Other countries have been less critical. Russia, Armenia’s traditional ally, did not criticise Azerbaijan specifically.
Commenting on the issue, Russian Foreign Ministry spokesperson Maria Zakharova, called on ‘the authorities of Azerbaijan and Armenia to immediately conduct a comprehensive and in-depth analysis of these videos, including for signs of war crimes.’
‘If the facts are confirmed, all the culprits should be brought to justice to the full extent of the law’, Kommersant quoted her as saying.
Turkey and Israel, which have unequivocally supported Azerbaijan during and after the Second Nagorno-Karabakh War, did not comment on the footage. On the contrary, on 3 October, Israel’s Defence Minister paid an official visit to Baku, while the Turkish Defence Minister came to Azerbaijan the following day.
The Azerbaijani Prosecutor’s Office has promised to thoroughly investigate the latest footage.
However, both they and the Foreign Ministry also accused Armenia of attempting to ‘mislead the international community and hide its responsibility by spreading baseless claims.’
There was widespread condemnation and calls for an impartial investigation into the footage among Azerbaijani public figures, journalists, and opposition politicians. Some, however, also echoed the Azerbaijani Government’s complaint that similar attention was not given to past crimes committed by the Armenian side.
Investigative journalist Khadija Ismayilova, for example, said that there was ‘no excuse’ for war crimes on either side, and that the perpetrators must be brought to justice.
However, she complained that there were no such calls for investigations in Armenia for past Armenian crimes.
During the 44-day Second Nagorno-Karabakh War in 2020, multiple videos appeared online in which soldiers from both sides appeared to have filmed themselves committing war crimes. In the First Nagorno-Karabakh War there was also widespread evidence of war crimes, including the Khojaly massacre of hundreds of Azerbaijani civilians as well as the ethnic cleansing of hundreds of thousands of Azerbaijani civilians from Nagorno-Karabakh and the surrounding districts, points often raised by Azerbaijanis.
Azerbaijani peace activist and former political prisoner Giyas Ibrahim criticised such responses to the footage.

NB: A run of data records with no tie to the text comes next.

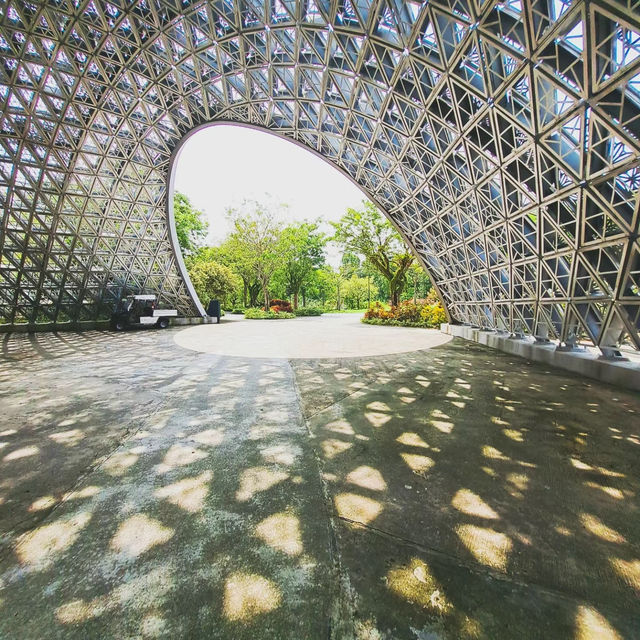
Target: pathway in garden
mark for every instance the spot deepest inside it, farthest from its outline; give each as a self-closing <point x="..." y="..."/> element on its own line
<point x="339" y="335"/>
<point x="148" y="490"/>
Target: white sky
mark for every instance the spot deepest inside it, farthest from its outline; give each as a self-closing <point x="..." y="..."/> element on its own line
<point x="222" y="165"/>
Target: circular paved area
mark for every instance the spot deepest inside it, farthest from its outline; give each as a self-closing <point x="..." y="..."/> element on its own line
<point x="328" y="336"/>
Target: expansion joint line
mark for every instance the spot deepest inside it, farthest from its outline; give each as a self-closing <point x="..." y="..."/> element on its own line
<point x="341" y="623"/>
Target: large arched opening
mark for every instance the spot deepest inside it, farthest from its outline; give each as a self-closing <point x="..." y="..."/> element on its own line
<point x="502" y="140"/>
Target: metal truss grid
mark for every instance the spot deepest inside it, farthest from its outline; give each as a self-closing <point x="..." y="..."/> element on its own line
<point x="501" y="138"/>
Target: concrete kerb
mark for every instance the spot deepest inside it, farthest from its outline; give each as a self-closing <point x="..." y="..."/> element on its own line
<point x="586" y="363"/>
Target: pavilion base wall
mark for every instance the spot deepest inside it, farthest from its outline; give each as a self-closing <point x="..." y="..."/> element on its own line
<point x="586" y="363"/>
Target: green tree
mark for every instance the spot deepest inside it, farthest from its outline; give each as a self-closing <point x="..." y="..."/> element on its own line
<point x="232" y="254"/>
<point x="257" y="238"/>
<point x="302" y="248"/>
<point x="191" y="227"/>
<point x="212" y="280"/>
<point x="419" y="282"/>
<point x="319" y="286"/>
<point x="355" y="291"/>
<point x="368" y="233"/>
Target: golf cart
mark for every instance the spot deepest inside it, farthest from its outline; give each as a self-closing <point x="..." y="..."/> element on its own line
<point x="140" y="311"/>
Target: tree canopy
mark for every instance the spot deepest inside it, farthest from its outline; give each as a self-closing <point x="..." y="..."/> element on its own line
<point x="264" y="258"/>
<point x="191" y="227"/>
<point x="368" y="233"/>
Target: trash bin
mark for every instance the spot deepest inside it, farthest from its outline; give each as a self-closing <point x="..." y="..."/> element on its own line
<point x="213" y="309"/>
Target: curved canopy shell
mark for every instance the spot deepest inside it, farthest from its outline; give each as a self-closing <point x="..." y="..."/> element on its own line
<point x="500" y="137"/>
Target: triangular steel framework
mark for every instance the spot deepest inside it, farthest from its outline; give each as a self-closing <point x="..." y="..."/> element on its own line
<point x="501" y="138"/>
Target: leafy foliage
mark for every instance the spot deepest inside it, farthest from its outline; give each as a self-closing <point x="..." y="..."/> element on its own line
<point x="369" y="234"/>
<point x="257" y="238"/>
<point x="261" y="314"/>
<point x="307" y="311"/>
<point x="212" y="280"/>
<point x="302" y="247"/>
<point x="191" y="227"/>
<point x="408" y="313"/>
<point x="278" y="305"/>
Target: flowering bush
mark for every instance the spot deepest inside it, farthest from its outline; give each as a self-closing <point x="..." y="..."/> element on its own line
<point x="278" y="305"/>
<point x="423" y="313"/>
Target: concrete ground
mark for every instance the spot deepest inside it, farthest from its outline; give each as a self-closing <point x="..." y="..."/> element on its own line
<point x="149" y="490"/>
<point x="308" y="338"/>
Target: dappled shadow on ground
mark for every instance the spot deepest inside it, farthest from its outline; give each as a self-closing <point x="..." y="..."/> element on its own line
<point x="152" y="492"/>
<point x="478" y="495"/>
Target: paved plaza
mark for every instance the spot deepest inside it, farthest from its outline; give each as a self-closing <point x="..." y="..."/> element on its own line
<point x="163" y="484"/>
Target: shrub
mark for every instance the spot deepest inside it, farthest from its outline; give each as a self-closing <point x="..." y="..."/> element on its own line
<point x="261" y="314"/>
<point x="212" y="280"/>
<point x="407" y="314"/>
<point x="282" y="305"/>
<point x="308" y="311"/>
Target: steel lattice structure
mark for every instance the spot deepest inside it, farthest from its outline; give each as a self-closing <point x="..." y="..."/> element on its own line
<point x="502" y="138"/>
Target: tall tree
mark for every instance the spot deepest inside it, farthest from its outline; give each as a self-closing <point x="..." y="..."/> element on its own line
<point x="191" y="226"/>
<point x="368" y="233"/>
<point x="257" y="233"/>
<point x="212" y="280"/>
<point x="302" y="251"/>
<point x="355" y="291"/>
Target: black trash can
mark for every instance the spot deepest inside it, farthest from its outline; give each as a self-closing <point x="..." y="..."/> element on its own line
<point x="213" y="309"/>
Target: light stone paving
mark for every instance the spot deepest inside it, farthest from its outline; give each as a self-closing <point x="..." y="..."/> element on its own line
<point x="327" y="336"/>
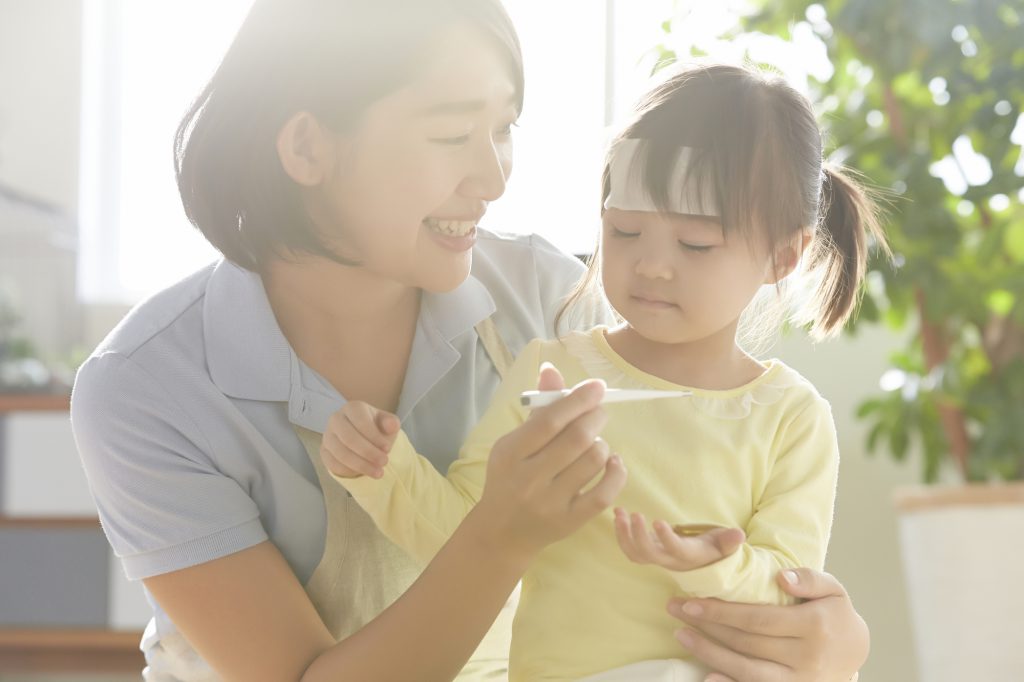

‘What happened in the video is an unequivocal crime. Aliyev knows very well that the day the war and the conflict ends, his power will also end. Therefore, he will fuel the hatred and the conflict’, he wrote on Facebook.
He said that local activists who refused to unequivocally condemn the footage, and either attempted to question its authenticity or to accuse Armenians of similar crimes were ‘avoiding reality in every sense of the word’.
In this way, he accused them of implicitly supporting the Azerbaijani Government and President Ilham Aliyev.
‘The Azerbaijani army has already become a criminal tool used by Aliyev to maintain his slavery regime’, he said.